While you are nearing retirement age there are common things most retiree’s look at achieving. A retiree wants to have a piece of mind that their final years are in order. They want to make sure their heirs are financially ok, that they are able to enjoy the rest of their lives vacationing and doing things they weren’t able to accomplish while they were working to provide for their families. They may have made sacrifices that have cost them a bit of money. Now they are looking at options to clear all debts to enjoy what life has to offer instead of worrying. Some want to prepare for the worst such as needing long term care and don’t want to be a burden on their family. At retirement age they are on a fixed income and many want to plan before that happens. There are options for you to start eliminating your debts. One option is looking at your pension plan.
Eligibility to Take Pension
Most people wait to withdraw their pension plan until they are retired around age 65 or the age their pension plan administrator has set. If they take the pension earlier they may lose out on the entire sum they are eligible for. Waiting until their retirement age helps a person receive their pension tax free. Taking it beforehand would put a person in a taxable situation. Unlike a 401k or IRA plan you are not eligible to take a loan against your pension. You can take cash from your pension in one of two ways: a lump sum or monthly payments. There is not a right or wrong choice. Each has their advantages and disadvantages. It’s wise to always discuss this option with your financial advisor.

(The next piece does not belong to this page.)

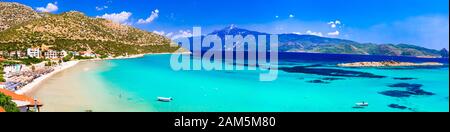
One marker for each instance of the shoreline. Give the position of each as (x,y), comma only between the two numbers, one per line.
(66,65)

Lump Sum Advantages vs. Disadvantages
A lump sum payment is taking all of the cash from your pension at once.
- Advantages: You can take care of all of your debts at once. You can also control your investments and not have to worry about your company’s financial health and loss of your pension. You can invest your money wisely and leave it for your heirs.
- Disadvantages: There is always the temptation to spend too much. You also could reduce any future government benefits. You have to be careful not to spend all of your money.
Monthly Payments Advantages vs. Disadvantages
A monthly payment is an option many people choose. They are comforted with knowing they have this steady form of income a month.
- Advantages: You will have a steady form of monthly income. Your spouse or beneficiary may be able to receive the payouts after you die.
- Disadvantages: If you need emergency funding you won’t have access to it right away.
No matter which option you take this is your chance to help set a positive financial future for yourself and your family. Having the ability to take cash from your pension is not an option too many people have as it is being phased out of many jobs. If you are unsure of your options you can also talk to your family members as well. Be sure to consider your lifelong decisions you’ll have to make.